Er worden twee praktijkgerichte toepassingen uitgewerkt. Een sensor die een ernstige longontsteking van een onschuldige verkoudheid kan onderscheiden door detectie van het ontstekingseiwit ‘C-reactief eiwit’. En een sensor die snel en eenvoudig de spiegels van een nieuwe oncologische biomarker kan meten en gebruikt kan worden bij de diagnostiek van bepaalde soorten tumoren en het meten van de therapeutische respons. Bernards: “De twee genoemde toepassingen liggen behoorlijk ver uit elkaar, maar wij willen aantonen dat met dezelfde technieken verschillende typen sensoren gemaakt kunnen worden. Op hoofdlijnen zullen de sensoren overigens vergelijkbaar zijn, maar op detailniveau zullen ze verschillend zijn. Voor de toepassing werken we met verschillende specialisten, maar voor de opbouw van de sensoren zijn dit voor de verschillende toepassingen toch dezelfde specialisten.”

Het Fontys-initiatief drijft deels op een geconstateerde behoefte binnen het MKB. Bernards: “Er zijn allerlei bedrijven actief op dit gebied die voor elke nieuwe sensor opnieuw het wiel uit proberen te vinden, maar vaak ook het geld niet hebben om hun idee voor een sensor te testen. Voor deze partijen proberen wij een platform te vinden en als dat er is zal de behoefte om er gebruik van te maken kunnen groeien.”

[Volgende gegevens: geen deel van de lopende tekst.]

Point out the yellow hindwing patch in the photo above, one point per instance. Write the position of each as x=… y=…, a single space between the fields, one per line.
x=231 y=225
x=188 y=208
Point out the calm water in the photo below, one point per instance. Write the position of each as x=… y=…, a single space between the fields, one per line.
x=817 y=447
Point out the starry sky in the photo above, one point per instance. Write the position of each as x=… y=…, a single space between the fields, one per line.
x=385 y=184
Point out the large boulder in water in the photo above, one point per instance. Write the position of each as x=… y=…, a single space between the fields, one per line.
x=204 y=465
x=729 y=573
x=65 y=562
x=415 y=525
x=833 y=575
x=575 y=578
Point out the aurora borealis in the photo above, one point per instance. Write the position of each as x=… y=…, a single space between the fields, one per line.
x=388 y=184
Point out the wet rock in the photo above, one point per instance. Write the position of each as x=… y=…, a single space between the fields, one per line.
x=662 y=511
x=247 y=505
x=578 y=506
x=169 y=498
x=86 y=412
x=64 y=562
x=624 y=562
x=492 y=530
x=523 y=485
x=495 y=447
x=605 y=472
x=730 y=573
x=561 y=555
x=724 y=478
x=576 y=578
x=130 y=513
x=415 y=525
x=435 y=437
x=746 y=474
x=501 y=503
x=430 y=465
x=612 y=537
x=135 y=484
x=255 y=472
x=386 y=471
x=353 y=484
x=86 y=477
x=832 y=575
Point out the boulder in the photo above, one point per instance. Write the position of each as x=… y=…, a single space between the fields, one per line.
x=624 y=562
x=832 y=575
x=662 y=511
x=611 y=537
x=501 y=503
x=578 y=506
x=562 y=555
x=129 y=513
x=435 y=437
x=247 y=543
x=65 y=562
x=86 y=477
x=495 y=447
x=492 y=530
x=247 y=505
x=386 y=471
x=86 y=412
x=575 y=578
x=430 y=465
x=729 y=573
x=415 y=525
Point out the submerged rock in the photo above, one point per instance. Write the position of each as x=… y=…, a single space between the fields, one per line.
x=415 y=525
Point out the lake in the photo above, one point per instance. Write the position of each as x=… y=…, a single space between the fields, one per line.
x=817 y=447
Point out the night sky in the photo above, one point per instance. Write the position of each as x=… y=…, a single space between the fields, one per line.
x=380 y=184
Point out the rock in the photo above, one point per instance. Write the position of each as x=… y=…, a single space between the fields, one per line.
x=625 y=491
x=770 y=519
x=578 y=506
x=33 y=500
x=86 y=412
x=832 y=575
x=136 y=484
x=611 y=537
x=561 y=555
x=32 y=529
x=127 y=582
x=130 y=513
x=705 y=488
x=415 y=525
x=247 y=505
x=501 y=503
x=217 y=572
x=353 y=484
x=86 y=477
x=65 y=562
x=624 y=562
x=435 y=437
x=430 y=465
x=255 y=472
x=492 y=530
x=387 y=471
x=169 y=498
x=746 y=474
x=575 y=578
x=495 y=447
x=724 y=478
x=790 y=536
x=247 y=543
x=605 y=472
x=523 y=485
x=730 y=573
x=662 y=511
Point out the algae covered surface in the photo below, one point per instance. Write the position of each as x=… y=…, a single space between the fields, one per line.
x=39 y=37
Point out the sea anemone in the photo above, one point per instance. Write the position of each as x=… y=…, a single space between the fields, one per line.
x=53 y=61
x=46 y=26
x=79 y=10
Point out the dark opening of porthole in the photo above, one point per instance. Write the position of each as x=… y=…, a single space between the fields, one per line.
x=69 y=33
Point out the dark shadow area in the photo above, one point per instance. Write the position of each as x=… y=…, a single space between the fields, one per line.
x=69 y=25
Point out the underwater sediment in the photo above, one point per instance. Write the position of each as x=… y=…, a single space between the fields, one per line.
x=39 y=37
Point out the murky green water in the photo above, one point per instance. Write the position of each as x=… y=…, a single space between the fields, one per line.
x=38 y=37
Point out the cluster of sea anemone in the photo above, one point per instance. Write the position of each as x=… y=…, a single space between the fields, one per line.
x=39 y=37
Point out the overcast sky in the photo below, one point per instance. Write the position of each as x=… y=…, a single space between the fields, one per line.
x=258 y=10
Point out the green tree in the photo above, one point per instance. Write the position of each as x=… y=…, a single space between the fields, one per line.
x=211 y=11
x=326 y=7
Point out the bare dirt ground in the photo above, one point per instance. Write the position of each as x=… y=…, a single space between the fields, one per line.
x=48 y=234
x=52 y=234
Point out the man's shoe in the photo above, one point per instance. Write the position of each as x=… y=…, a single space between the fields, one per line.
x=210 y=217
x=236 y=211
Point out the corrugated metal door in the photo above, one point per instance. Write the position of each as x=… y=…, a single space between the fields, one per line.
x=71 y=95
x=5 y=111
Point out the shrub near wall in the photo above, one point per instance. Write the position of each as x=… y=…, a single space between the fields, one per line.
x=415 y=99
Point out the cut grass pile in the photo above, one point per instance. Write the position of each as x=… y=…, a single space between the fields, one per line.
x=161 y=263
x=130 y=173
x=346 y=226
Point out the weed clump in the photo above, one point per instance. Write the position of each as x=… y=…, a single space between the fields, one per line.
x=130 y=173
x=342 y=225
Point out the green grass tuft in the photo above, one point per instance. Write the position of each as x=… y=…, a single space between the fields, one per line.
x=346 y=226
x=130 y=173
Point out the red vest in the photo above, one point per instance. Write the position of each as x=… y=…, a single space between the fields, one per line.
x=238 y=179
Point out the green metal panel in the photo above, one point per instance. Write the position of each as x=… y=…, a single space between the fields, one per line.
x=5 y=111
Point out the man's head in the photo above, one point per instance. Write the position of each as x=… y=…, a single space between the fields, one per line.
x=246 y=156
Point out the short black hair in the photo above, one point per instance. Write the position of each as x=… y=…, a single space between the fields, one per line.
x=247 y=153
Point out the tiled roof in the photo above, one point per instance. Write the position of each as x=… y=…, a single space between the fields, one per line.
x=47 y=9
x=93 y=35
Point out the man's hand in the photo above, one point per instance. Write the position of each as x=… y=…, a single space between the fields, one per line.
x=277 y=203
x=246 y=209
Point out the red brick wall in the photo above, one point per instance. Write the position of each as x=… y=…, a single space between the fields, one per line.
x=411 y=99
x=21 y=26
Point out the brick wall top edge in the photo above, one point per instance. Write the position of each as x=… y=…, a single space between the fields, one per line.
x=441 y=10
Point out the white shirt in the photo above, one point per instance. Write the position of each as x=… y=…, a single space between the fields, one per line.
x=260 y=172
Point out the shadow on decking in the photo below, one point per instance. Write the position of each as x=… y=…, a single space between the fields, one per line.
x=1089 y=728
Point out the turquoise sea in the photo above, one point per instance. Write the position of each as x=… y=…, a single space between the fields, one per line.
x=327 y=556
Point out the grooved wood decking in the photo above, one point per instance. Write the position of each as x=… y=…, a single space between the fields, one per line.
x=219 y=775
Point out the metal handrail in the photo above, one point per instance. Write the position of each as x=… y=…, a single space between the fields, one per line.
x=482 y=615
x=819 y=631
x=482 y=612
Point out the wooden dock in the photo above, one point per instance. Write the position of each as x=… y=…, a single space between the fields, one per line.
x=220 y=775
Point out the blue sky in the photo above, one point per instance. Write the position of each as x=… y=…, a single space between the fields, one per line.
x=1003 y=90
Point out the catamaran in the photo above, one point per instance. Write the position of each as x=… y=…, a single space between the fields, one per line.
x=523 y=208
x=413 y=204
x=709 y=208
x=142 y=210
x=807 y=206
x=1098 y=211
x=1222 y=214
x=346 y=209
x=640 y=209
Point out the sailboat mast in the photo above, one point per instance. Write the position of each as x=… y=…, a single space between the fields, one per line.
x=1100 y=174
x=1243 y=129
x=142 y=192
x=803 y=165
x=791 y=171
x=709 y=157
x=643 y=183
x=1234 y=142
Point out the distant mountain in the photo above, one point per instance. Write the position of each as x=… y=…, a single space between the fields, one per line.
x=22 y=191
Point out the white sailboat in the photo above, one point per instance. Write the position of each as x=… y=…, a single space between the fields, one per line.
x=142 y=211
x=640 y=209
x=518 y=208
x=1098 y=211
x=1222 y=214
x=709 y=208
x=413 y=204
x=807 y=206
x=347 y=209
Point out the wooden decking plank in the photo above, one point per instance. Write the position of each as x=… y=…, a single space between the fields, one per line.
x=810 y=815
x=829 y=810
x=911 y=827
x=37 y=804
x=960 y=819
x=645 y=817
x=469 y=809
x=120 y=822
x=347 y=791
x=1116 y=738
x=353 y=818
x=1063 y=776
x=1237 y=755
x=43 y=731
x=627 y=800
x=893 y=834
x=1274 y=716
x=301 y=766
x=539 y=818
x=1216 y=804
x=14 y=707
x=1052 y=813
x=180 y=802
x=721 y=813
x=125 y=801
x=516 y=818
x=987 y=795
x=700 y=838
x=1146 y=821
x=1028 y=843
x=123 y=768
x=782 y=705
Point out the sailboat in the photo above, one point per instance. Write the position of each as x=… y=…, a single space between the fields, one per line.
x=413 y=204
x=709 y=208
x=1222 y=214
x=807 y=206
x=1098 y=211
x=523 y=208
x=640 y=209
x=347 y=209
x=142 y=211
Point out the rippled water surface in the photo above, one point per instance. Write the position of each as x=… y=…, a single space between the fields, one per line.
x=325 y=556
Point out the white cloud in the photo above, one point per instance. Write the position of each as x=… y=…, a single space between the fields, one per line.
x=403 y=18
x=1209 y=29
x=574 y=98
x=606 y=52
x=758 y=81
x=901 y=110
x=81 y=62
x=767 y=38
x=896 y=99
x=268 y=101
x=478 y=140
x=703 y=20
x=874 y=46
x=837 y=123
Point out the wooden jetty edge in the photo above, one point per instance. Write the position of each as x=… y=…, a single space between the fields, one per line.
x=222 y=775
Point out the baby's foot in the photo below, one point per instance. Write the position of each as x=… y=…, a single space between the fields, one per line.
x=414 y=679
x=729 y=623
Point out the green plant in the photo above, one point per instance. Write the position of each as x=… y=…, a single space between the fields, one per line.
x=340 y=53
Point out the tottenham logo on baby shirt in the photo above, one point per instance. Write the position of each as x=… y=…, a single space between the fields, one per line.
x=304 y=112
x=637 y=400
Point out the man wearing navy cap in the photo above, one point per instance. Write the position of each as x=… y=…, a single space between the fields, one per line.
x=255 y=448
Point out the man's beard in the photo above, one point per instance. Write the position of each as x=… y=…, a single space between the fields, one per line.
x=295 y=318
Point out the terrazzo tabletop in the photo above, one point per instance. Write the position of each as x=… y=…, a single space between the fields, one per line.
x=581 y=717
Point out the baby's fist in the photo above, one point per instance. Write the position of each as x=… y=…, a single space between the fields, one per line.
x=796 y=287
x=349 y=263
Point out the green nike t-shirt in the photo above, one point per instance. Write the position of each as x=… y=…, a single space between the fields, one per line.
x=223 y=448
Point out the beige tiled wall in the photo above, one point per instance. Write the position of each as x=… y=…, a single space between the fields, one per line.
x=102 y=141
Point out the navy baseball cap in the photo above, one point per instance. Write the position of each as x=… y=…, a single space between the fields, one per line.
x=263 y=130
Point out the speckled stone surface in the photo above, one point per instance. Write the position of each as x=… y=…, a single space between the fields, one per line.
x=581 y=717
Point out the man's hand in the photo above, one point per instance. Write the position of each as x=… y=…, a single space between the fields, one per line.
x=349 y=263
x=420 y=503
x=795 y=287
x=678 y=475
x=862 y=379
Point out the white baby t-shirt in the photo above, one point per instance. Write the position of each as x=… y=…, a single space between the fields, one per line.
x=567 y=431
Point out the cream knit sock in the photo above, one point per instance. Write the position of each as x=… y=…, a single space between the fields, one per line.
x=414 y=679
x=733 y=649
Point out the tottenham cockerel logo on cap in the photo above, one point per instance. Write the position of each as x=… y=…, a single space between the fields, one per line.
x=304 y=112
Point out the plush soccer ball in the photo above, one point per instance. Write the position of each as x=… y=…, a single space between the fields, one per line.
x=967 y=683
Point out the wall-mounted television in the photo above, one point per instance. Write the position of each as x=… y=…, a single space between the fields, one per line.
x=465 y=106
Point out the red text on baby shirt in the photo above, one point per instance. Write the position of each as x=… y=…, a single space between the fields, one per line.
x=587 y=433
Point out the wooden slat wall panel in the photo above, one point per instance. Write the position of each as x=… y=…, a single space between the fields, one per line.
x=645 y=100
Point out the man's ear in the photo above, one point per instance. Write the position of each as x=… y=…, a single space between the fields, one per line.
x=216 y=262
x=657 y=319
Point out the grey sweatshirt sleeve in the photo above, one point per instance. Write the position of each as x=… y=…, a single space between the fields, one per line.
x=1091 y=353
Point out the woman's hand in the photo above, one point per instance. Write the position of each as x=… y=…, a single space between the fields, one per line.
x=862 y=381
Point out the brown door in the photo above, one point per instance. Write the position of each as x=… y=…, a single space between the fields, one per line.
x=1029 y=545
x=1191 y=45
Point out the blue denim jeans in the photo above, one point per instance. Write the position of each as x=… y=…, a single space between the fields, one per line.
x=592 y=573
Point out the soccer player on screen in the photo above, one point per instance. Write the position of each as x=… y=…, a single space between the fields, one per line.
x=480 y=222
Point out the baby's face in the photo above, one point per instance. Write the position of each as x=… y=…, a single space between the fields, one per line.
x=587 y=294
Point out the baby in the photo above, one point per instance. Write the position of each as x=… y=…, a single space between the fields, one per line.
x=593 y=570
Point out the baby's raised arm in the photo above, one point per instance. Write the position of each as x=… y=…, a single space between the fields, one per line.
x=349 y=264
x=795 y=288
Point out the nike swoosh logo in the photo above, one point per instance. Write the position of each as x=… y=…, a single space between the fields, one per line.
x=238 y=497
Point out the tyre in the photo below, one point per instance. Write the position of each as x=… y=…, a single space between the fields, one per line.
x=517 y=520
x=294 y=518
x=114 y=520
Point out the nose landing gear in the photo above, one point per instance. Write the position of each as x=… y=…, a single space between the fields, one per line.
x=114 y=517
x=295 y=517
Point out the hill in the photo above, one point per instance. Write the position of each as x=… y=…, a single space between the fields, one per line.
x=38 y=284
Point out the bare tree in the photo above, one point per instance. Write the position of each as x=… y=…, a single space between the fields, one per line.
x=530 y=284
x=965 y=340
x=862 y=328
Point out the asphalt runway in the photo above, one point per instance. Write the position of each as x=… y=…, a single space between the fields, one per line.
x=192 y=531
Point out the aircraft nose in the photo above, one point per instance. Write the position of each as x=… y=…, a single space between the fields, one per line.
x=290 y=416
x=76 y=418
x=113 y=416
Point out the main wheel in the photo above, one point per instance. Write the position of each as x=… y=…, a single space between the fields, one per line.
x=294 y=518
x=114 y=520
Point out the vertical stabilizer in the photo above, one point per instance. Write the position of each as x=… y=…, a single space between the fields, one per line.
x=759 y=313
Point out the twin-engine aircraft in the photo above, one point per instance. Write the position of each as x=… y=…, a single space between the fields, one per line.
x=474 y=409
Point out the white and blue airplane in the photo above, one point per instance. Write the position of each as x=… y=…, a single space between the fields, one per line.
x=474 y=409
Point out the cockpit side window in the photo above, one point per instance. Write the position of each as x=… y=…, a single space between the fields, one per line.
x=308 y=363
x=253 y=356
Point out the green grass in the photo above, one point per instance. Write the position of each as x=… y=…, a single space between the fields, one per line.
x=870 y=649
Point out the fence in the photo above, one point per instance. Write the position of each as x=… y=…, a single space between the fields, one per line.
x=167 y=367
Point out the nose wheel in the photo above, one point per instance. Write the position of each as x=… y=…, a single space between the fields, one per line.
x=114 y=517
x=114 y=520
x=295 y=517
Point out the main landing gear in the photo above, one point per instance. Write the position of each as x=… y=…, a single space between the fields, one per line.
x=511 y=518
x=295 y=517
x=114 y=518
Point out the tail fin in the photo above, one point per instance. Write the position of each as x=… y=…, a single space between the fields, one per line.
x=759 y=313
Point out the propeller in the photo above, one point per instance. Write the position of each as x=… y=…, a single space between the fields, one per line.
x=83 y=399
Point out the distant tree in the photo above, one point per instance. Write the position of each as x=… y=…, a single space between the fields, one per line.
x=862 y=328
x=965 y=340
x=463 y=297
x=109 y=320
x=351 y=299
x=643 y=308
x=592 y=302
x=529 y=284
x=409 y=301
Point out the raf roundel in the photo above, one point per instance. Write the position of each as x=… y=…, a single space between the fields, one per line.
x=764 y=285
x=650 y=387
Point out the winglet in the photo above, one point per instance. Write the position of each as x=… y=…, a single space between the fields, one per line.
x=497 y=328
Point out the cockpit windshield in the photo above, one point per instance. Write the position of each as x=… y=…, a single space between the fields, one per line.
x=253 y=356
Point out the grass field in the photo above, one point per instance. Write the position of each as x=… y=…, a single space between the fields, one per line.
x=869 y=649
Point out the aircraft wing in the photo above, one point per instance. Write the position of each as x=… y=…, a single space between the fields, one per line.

Praktijkgericht onderzoek aan hogescholen
RAAK-PRO richt zich op het versterken van het praktijkgericht onderzoek aan hogescholen, in samenwerking met de beroepspraktijk, en op het intensiveren van de relaties met andere kennisinstellingen.

Het beschikbare budget voor deze call was € 9,8 miljoen en per RAAK-PRO project kon maximaal € 700.000,- worden aangevraagd. Regieorgaan SIA heeft besloten naar aanleiding van de hoeveelheid kwalitatief goede aanvragen het budget van de call op te hogen naar € 17,5 miljoen, waardoor er 25 onderzoeksvoorstellen gehonoreerd konden worden.